INFORMAÇÕES FAMILIARES

Luiz Carlos Barbosa é filho adotivo de Levy Floriano Rodrigues, nascido em Piedade - SP no dia 12/07/1938 (falecido) e de dona Safira Dias Rodrigues nascida em Pilar do Sul – SP no dia 02/04/1943;
O casamento de Levy e Safira aconteceu em  24/09/1960. A cerimônia foi feita na residência do irmão Pedro de Góis, sendo presidida pelo Presbítero Odair de Góis
O casal morou nas seguintes localidades: Turvinho, Salto de Pirapora e Alumínio.
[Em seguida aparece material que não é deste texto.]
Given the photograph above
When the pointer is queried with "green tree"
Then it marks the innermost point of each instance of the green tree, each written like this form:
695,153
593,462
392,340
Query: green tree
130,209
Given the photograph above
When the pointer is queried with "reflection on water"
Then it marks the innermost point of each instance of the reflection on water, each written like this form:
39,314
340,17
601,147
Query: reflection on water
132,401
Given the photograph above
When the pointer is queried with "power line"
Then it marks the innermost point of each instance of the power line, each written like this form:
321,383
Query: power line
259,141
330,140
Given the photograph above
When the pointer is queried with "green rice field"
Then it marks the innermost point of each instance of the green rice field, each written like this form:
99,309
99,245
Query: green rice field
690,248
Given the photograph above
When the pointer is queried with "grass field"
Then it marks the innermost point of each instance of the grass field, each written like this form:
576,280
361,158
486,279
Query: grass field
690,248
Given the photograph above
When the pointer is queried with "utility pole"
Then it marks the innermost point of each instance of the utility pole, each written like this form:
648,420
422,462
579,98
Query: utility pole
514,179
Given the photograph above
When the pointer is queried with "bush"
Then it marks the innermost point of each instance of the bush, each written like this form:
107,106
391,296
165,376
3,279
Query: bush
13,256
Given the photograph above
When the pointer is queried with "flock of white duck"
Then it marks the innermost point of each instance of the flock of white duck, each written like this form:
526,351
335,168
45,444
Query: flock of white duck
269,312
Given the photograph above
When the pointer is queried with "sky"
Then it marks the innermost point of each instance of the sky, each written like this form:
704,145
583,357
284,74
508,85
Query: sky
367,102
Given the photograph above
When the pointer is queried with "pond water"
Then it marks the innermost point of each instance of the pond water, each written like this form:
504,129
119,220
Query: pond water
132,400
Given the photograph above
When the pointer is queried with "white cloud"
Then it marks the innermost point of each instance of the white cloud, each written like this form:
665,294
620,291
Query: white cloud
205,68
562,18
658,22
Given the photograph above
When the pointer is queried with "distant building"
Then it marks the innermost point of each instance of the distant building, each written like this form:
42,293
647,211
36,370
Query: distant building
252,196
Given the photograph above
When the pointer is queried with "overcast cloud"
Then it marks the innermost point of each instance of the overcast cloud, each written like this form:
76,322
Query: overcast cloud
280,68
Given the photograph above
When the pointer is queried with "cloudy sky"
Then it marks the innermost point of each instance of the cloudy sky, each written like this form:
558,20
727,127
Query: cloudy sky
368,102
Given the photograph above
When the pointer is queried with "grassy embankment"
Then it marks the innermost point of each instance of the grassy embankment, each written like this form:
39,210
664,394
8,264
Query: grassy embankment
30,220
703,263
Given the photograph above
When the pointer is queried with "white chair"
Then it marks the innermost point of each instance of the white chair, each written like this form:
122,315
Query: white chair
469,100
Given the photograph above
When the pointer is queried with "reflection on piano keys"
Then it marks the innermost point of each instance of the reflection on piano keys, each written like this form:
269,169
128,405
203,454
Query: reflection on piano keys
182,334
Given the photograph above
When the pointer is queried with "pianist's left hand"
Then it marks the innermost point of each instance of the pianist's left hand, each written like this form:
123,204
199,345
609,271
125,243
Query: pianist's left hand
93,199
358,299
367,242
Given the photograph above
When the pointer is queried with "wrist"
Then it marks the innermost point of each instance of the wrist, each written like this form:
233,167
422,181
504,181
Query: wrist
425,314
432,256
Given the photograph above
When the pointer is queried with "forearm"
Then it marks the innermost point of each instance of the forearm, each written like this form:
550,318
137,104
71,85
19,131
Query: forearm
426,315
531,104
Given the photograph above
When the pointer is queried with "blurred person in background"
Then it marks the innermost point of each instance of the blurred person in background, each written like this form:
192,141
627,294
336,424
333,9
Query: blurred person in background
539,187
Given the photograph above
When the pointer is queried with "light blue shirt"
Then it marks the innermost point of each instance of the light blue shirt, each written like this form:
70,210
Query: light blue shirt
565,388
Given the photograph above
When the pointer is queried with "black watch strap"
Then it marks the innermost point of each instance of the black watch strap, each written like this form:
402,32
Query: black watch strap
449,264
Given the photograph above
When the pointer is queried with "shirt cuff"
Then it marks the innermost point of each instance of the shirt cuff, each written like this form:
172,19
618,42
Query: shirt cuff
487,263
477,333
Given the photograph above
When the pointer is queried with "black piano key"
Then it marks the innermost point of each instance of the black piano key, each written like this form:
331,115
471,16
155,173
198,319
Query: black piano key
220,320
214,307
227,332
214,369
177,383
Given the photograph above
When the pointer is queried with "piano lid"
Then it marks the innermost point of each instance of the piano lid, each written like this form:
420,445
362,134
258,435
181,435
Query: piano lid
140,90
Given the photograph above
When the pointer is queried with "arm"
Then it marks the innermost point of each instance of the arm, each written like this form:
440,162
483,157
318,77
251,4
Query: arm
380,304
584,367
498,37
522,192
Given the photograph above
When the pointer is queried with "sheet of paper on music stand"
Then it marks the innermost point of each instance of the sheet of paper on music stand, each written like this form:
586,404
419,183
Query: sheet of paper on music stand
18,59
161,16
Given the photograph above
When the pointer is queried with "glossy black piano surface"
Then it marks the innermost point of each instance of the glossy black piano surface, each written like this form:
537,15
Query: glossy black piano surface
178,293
Todas na região de Sorocaba, SP..
O casal teve os filhos: Luiz Carlos Barbosa e Leila (do coração), Miriam Dias Rodrigues, Lucimar Dias Rodrigues e Moisés Dias Rodrigues sendo que este último viveu apenas dois dias.
Levy trabalhou na roça, na Fazenda Bom Jesus em Salto de Pirapora: na Matarazzo, na CBA, na AMF, e voltou a trabalhar na CBA na qual se aposentou.
Dona Safira trabalhou na roça, na Santa Casa em São Roque, na CBA e na Zeladoria na Igreja Presbiteriana Central de Votorantim, onde se aposentou.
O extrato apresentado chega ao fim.